“Sure,” I said, trying to anticipate the real reason. Did he want to do a song that involved
“I’m going to tell you something that’s for your ears only, yeah?” Mick asked.
“Of course.” We celebrities have a code of silence, after all. It really was him. This was beyond surreal.
“Brilliant,” Mick said. “So I’ll just say it.” He took a big breath. “I had a heart attack on the night of the anthrax attack. I was at my flat in Buckhead.”
“Oh, wow.” I was amazed that he’d managed to keep something like that secret. “Very sorry to hear it,” I added.
“I was dead for five, six minutes before a doctor who lives down the hall resuscitated me. Just luck I had a doctor for a neighbor.”
“Jeez.”
“Yeah, well, I lived too well in my younger years. My middle-aged years as well. Right into my late middle- years, actually.”
I chuckled. Mick Mercury’s struggles with alcohol and pills were well known to anyone who glanced at the tabloid headlines while waiting in line at the grocery store.
“
I yelped in surprise. There was no mistaking that zombie baritone.
“‘Scuse me,” Mick said, as if he’d just burped. He cleared his throat. “Maybe you can guess why I’m calling? Can’t help saying things I didn’t say. If you know what I mean.”
My hand was shaking so badly I could barely grip the phone. It wasn’t only me. My mind raced with the implications. It had to be a side effect of exposure to anthrax. The hell with the doctor’s opinion, and the shrink’s. They were wrong.

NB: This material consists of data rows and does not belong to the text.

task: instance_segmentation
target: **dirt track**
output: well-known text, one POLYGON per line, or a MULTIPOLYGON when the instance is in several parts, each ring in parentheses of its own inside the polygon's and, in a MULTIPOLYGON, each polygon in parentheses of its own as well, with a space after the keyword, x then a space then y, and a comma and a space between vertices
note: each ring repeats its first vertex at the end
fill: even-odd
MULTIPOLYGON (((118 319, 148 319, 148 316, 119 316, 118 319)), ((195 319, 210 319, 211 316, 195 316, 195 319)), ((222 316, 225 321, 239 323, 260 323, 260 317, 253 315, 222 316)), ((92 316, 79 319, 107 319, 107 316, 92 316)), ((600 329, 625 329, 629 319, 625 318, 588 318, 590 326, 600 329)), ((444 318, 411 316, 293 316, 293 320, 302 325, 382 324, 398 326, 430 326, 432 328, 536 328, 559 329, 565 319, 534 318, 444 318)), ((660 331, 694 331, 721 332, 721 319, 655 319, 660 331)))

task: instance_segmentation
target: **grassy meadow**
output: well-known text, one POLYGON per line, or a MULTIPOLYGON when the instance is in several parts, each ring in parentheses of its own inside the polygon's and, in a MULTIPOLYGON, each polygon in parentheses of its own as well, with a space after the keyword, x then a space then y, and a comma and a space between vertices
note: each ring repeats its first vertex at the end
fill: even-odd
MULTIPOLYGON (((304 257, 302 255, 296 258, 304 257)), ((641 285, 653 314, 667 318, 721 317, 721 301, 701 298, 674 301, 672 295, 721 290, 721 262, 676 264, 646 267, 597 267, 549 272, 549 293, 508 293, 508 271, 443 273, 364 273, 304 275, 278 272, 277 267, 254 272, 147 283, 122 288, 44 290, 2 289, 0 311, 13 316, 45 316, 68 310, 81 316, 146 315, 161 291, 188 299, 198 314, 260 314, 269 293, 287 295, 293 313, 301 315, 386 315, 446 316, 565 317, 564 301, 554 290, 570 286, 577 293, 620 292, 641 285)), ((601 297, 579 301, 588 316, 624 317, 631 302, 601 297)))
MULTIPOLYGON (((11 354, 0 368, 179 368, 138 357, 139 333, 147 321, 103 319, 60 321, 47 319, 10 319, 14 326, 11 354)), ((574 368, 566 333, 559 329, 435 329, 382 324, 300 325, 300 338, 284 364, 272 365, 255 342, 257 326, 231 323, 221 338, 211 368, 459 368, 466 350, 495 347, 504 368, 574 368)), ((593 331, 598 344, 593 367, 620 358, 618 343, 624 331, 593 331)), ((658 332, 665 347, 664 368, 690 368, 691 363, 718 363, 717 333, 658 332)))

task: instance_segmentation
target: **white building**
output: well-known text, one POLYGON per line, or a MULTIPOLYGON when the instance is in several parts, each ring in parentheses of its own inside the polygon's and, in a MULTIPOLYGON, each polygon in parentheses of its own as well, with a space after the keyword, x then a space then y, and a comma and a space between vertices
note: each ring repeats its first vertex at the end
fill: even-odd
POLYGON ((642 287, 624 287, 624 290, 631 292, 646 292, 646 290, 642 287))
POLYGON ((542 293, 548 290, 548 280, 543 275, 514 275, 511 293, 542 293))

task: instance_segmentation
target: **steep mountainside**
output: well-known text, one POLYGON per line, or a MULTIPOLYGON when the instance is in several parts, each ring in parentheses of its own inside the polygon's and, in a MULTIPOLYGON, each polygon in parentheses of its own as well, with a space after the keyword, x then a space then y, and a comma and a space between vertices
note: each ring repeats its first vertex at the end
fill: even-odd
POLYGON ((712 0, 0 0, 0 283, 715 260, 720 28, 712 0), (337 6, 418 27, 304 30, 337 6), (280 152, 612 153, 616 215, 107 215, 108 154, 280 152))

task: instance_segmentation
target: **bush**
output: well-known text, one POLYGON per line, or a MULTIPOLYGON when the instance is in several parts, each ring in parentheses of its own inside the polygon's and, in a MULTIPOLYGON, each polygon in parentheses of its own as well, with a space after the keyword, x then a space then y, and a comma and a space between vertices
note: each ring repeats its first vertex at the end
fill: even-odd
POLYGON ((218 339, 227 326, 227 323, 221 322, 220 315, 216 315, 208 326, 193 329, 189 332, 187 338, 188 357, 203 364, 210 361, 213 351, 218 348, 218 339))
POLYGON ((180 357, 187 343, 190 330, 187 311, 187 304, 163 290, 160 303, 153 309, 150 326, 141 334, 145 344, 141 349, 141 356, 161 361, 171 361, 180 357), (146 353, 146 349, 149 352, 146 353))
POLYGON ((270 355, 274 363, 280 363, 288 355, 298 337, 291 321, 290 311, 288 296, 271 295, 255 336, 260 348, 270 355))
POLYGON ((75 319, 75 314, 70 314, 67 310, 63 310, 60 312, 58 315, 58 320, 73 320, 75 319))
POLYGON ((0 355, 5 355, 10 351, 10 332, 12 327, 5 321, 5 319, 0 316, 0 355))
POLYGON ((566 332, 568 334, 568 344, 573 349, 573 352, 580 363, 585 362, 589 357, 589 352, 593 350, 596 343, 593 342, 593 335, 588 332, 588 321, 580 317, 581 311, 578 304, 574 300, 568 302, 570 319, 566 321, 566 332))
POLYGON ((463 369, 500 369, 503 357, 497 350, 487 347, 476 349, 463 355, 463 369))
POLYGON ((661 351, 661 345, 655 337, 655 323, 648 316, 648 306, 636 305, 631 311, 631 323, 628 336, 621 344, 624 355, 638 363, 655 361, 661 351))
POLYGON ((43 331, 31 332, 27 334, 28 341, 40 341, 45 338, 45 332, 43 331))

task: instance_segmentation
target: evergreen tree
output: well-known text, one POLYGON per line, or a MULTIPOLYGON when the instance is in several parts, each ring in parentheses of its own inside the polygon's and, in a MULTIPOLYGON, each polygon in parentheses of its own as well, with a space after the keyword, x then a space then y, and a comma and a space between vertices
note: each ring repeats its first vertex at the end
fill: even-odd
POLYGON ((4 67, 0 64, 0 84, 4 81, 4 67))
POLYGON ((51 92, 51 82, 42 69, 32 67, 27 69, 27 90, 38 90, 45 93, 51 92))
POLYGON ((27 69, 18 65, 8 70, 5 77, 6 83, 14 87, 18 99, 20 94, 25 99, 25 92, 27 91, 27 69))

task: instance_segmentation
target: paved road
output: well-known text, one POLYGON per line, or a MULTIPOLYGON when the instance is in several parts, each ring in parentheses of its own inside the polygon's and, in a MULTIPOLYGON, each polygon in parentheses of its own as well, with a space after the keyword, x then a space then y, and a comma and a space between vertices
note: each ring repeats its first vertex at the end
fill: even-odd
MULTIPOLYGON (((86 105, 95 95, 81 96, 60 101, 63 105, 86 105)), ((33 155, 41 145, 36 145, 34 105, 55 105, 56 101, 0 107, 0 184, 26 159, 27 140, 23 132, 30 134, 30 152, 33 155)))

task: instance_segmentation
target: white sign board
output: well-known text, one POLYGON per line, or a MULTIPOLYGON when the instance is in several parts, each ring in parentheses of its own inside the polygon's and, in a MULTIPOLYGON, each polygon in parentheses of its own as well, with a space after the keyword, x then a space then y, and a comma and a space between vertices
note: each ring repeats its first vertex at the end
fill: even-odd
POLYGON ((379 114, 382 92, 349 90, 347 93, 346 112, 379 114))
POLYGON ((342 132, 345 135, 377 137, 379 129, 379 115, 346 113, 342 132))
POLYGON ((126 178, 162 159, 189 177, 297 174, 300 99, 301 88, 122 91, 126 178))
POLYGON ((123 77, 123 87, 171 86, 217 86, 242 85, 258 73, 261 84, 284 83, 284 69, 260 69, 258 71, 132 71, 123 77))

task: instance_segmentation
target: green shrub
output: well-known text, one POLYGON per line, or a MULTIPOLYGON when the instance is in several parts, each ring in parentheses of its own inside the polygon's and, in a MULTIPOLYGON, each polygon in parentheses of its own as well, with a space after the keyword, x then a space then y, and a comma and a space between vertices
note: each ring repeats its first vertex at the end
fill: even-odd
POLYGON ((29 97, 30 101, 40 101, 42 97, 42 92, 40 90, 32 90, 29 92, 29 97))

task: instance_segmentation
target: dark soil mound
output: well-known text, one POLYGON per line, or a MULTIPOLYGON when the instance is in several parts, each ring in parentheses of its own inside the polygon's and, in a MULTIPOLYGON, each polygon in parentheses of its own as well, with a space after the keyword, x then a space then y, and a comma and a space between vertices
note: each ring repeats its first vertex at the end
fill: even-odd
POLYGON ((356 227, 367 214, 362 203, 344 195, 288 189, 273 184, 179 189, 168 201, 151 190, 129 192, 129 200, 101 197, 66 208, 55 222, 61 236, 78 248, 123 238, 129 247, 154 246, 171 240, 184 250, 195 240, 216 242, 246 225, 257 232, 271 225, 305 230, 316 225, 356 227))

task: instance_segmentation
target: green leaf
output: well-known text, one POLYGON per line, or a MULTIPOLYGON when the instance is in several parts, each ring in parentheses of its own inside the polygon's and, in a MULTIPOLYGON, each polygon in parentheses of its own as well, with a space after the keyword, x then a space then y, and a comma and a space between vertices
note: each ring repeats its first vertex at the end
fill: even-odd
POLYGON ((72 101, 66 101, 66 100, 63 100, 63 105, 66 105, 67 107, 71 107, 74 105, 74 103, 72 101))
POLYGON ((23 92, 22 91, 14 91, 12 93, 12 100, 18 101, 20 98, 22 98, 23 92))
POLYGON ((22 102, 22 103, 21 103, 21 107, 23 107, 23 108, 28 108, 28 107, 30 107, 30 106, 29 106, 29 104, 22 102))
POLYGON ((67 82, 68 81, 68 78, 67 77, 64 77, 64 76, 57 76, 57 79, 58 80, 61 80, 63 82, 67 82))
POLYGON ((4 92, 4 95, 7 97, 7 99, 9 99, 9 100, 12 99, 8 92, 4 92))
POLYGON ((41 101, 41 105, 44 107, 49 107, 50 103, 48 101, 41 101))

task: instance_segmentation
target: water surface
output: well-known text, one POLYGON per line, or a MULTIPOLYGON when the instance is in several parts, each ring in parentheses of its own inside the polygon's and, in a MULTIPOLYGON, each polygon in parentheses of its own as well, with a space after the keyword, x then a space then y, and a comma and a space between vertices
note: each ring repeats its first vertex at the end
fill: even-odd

“How did you know to call me?” I asked, trying not to sound paranoid.
“Funny thing: we’ve got the same neurologist. He didn’t tell me, though—it was one of the birds that works in the office.”
I could picture one of the cute young receptionists telling the rock star about me, basking in his gratitude, leaning into the pat on the shoulder he gave her.
“Is yours the same?” Mick asked. “I mean, does your voice sound like mine?”
“Yes,” I said. “I nearly dropped the phone when I heard it.”
When Mercury finally spoke, he sounded close to tears. “Don’t take this the wrong way, but I’m so fucking relieved to hear that.”
“No, believe me, I understand.” It occurred to me that I should invite him over, to share what we knew. Why not? I opened my mouth feeling like I had when I first asked Lorena on a date. “Maybe we should get together, exchange notes? It might help us figure out what’s going on.”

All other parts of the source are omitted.